Bugünkü Yazarlar Tüm Yazarlar
Ferit Erden BORAY

Ferit Erden BORAY

Tarihe Tek Gözlükle Bakılmaz

Türk milliyetçiliği nedir?

Değerli okuyucularım dünyaca ünlü düşünür Jan Ansfort demişti: "… İleri gidin geri değil! Ne gerekiyorsa onu yapın.. Öteki insanları ya da toplumu genelde açılardan da bakıp gerçeği anlayamadan ileriye sıçrayamazsınız.…"

Evet biz sanırım artık, kısmen de olsa bizlerin yakın tarihlerini ya anlıyor ya da anlamak bile hiç de istemiyoruz. O zaman karşımıza halen günümüzde oldukça sıkıntılı ve çaresiz geçen günleri ayları hatta en azından yıllarımızı bile anlamak imkansızlaşır.

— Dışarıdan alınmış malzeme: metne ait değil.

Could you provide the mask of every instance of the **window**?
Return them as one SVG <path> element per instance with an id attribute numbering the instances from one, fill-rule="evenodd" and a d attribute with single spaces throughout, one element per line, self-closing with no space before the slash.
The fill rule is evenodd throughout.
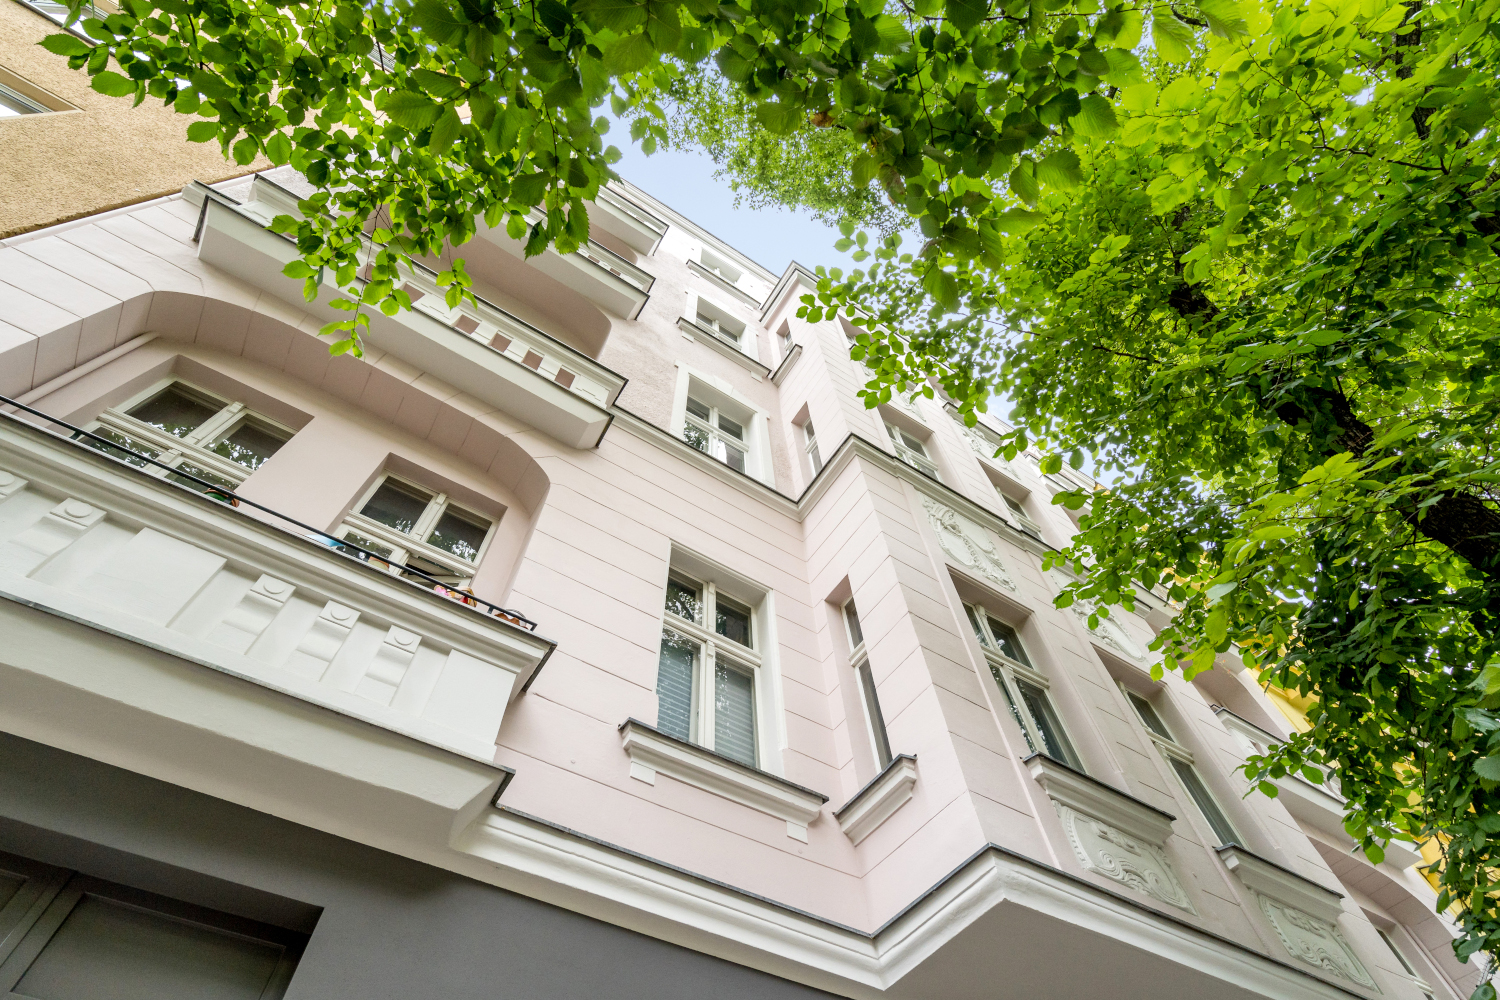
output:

Eğer biz bütün dünya devletlerinin çok yakından iyi tanıdıkları yüz yıl öncesinde yıkılmak üzere olan bir halkın yeniden el birliği ile tam bir bağımsızlığa nasıl gelindiğini de anlamamıştık.

Oysa bunu o yılları çok iyi bilen Batılı İngiliz yazar Andre MANGO''nun 23 yıl önce doğrudan İstanbul Sabah gazetesince yayınlanan ATATÜRK adı kitabını bana imzalayıp verirken diyordu ki:

"… Gerçek bir bağımsızlık mücadelesi hemen herkesi kapsayan laik bir ilerleme ilkesini de esas almıştır… Hemen her ulus tarafından kendisi için yapılması ve böylece gelişmiş ülkelere karşı düşmanlığa yer bırakmaması gerektiğine inanıyordu artık büyük Kurtarıcı Lider…"

Kabul edilecektir ki umut ve adalet''in battığı yerde artık hayatın değeri de kalmaz, kalamaz da.

Ancak devleti yönetmek zorunda olan akıllı siyasetçiler, başkalarının da aklına hoşgörü ve saygıyla da dinleyip anlamak yorumlamak ve kendisini irdelemek zorundadırlar, kuşkusuz. Kabul edilmelidir ki bir ya da iki şey insanı yoldan çıkarır… Birisi para diğeri ise iktidar hırslarımızdır...

Eğer dünyaca kabul edilmiş ve geçmişleri de en azından yirmi asrı geçen bir millet isek ve tarih boyunca dünyaca kabul edilen 16 ayrı devleti kurup gerektiğinde değiştirmiş isek o zaman en azından kendi geçmişimizden bazı benzer örneklerimizi okuyup anlamak zorunda değil miyiz?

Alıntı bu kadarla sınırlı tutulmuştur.